Some details: Google will foot the bill for scanning the texts using its own nondestructive technology. Google will make available the full text of older material that is out of copyright; newer material will be scanned and indexed but made available online only in short excerpts. Michigan and Stanford are opening their entire collections to the project; agreements with the other institutions focus on certain types of content. At Michigan alone, the goal is an amazing 7 million volumes. All of the digitized materials will be available as part of the Google Print program, which also includes current works made available under agreements with publishers. When a user finds a work in this collection, Google Print uses the OCLC WorldCat library holdings data to refer the user to local libraries that hold the book. (More details in a good Gary Price article at Search Engine Watch)
There are other book digitization projects around, but this one is the Big Kahuna simply because it is Google and because the scope is so large.
Some Outsell perspectives on this move:
- There is no shortage of consortia and library groups that have been working on digitization issues in libraries for years. However, it took an outsider third party, Google, to pull this off. In part, that’s because it is probably the only entity with the necessary financial resources to finance this huge undertaking, but it is also because Google is the only player with the audacity to act on the grand vision. Books have been a hole in the online universe – article-length works (news, magazines, scholarly publications) have been available online for years, but it took an outsider to really go after the content buried in books.
- Are the libraries getting enough out of the deal? The agreements provide participating libraries with a copy of the digitized content (which raises the question “who cares?” if it’s all on Google anyway) – but initial reports don’t mention any money changing hands. Google does plan to earn advertising revenue from the content it digitizes, so an opportunity for revenue-sharing may have been missed.
- Where does this leave the role of the library? A common apocalyptic vision is reflected in the Washington Post this morning (“Google – 21st Century Dewey Decimal System: College kids may never darken the library’s door again”).

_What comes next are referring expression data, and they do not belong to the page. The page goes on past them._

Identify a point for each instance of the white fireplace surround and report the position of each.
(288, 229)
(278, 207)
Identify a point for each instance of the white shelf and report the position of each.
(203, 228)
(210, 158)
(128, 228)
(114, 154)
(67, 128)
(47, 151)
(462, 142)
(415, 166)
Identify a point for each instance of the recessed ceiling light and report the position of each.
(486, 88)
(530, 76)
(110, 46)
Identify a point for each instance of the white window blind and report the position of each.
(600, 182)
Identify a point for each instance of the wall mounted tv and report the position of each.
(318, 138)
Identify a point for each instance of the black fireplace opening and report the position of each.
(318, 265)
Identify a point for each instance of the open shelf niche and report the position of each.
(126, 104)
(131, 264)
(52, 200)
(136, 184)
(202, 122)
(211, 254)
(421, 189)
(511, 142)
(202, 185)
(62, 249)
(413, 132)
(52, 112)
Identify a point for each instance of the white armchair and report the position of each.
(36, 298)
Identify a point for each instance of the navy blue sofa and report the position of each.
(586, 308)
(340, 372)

But the evolution of libraries was underway well before Google came along. For some time now we have been writing about the move away from the library as a “content warehouse.” Those that focus on the end of the warehousing era are missing the point; we said around this time last year that “the future of the library is that there is no library - at least not as we know it today.” This isn’t a death knell for libraries; it’s another shove to get librarians out from behind the stacks and harness their expertise, including subject-matter expertise, and to enhance users’ ability to find, use, and access information in any format. Getting out of the business of simply storing books should be a welcome goal, and it is increasingly the goal among forward-looking libraries.

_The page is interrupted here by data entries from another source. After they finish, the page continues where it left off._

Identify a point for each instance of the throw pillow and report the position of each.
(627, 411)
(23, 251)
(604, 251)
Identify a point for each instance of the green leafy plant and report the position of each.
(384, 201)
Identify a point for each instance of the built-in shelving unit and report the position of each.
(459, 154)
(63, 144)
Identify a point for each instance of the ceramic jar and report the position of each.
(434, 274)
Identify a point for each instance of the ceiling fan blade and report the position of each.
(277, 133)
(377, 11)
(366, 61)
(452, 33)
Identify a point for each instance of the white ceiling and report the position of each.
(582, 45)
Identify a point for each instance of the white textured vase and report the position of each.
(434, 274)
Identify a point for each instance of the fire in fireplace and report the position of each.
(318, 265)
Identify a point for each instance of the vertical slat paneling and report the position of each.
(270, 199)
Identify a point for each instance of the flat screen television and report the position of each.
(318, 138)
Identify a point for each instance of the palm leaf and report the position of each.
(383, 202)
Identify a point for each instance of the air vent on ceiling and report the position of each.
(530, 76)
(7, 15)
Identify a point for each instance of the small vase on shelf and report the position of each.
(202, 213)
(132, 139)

- Be careful what you wish for. As long as Google has indexed Web pages and article-length material, its simple search interface has been an asset. With the inclusion of multiple content types, the interface issues become a bit more gnarly. Google already has special search tricks for isolating Google Print materials, and the evolution of its interface will have to keep up with an increasingly complex content set.

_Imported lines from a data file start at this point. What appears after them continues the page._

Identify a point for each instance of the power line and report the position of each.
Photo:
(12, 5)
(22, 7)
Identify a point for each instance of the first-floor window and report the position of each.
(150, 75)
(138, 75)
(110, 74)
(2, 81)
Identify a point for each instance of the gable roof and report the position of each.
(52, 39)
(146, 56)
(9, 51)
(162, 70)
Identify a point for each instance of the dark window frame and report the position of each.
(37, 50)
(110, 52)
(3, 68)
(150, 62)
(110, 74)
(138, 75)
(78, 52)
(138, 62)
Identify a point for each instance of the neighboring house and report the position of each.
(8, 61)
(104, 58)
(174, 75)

- The other 800-pound gorilla in this game is Amazon. Google has some publishers cooperating in its Google Print program, but Amazon is really the other key player here. We’re moving toward a world in which Google dominates the archival and out-of-copyright works, and Amazon masters the in-print book world. How long before they join forces, or one vanquishes the other in order to fully rule the book world? And in the end, the publishing and library worlds will wonder how this all happened – how did two companies that did not exist a decade ago come to so dominate the information environment?